Not many people think of Yoko Tawada as a Berlin author. She is a German author, a Japanese author, a global author; she is a member of the alternative literary canon curated by those crafty devils at New Directions.
Anglophone critics have praised her profound erudition, her linguistic innovation, her humane experiments in (climate) dystopia, and her principled opposition to xenophobia and xenophobic language politics, especially in the charming trilogy of identity-bending road novels that began with Scattered All Over the Earth (2022) and continues this autumn with Suggested in the Stars. And these people are right. But she is also one of ours – a literary Berlinerin through and through. Indeed, one might even argue that she is the great author of international Berlin today.
What she conjures is a place simmering with literary potential energy.
Our city is admittedly not her main theme. Over the years, though, she has gradually assembled an oeuvre of Berlin texts – from the Zoo Berlin novel Memoirs of a Polar Bear via essays like ‘An der Spree’ and the story collection Three Streets through to her new novella Paul Celan and the Trans-Tibetan Angel – which is utterly original and effortlessly pluralistic, perfectly suited to the contemporary Hauptstadt. One reason for this is her multilingualism: Tawada – who moved from Tokyo to Hamburg in the 1980s and to Berlin in 2006 – writes her books in either Japanese and German. (They are then translated into English by Margaret Mitsutani or Susan Bernofsky, respectively.)

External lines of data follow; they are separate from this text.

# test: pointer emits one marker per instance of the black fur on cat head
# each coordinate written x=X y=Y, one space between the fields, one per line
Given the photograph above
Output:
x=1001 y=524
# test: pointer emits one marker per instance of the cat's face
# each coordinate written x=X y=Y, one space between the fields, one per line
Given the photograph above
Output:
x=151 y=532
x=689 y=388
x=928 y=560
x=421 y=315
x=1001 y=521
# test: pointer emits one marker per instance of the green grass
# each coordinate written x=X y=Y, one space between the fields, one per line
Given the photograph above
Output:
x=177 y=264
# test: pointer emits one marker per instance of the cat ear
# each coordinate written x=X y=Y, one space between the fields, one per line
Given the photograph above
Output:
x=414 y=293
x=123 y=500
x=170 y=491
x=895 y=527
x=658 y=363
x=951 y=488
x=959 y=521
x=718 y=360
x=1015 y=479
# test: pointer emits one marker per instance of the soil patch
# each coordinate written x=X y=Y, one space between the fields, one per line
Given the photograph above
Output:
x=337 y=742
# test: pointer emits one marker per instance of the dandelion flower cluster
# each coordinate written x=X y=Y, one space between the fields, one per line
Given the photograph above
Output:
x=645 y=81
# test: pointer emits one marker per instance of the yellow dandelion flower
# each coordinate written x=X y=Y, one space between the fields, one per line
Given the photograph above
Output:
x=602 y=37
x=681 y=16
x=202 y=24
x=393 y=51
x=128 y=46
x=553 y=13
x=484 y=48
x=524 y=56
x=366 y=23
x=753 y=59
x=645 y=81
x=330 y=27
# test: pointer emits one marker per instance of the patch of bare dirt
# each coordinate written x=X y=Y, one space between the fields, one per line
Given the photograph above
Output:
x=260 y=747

Tawada is herself an accomplished translator. In her own work, too, multilingualism is absolutely essential: her stories, poems and essays are driven by the various ways in which words can change within and between languages. A Tawada book always seems set in an absorbing in-between state, a shimmering multiplicity of meaning. Her Celan novella, ostensibly a Covid-era tale about a lonesome scholar, is filled with linguistic lurches and slips. In her essays, meanwhile, both language and life are often presented in botanic-biological terms: fertile seeds that float across borders, cross-fertilise, and mutate.
One might even argue that she is the great author of international Berlin today.

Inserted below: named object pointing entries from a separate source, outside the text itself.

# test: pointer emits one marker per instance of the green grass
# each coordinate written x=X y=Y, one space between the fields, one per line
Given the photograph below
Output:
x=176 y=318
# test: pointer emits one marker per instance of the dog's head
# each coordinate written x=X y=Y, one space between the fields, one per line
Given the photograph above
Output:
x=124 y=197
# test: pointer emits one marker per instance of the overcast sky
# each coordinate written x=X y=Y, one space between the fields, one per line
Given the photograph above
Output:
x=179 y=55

Sometimes expat writing about Berlin insists that the city isn’t Germany – but then doesn’t actually posit what it is, besides perhaps an empty playground for self-rebranding or cheap ketamine. Tawada’s Berlin is also not quite Germany. Rather than being a non-place, however, her negated city appears as a multi-place, one constantly on the verge of metamorphosis, where new angles and new phenomena spring from the cracks in the pavement. There is a politics to this – and Tawada is occasionally explicit about everyday xenophobia and the threat of rightwing populism, which morphs into ‘poplarism’ in the Celan book. Yet it also runs deeper than politics: making hay across boundaries is just what she does.

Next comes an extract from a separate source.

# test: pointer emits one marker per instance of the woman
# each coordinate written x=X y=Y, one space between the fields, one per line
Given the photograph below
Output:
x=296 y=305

In Three Streets, Tawada brings her interest in metamorphosis – and her darkly playful blurring of representation and reality – to bear on Berlin’s own geography. Here, a trio of stories breathe new supernatural life into Kollwitzstraße, Majakowskiring and Pushkinallee. Statues become men; poets become ghosts; words become prophecies, but then again, maybe not. What she conjures is a place simmering with literary potential energy. “The city is just like the inside of my brain,” says the narrator. And then: “The city is an amusement park of the senses, a rehearsal for revolution, a restaurant where loneliness is devoured, a workshop for words.” Now that sounds like the Berlin we know and love.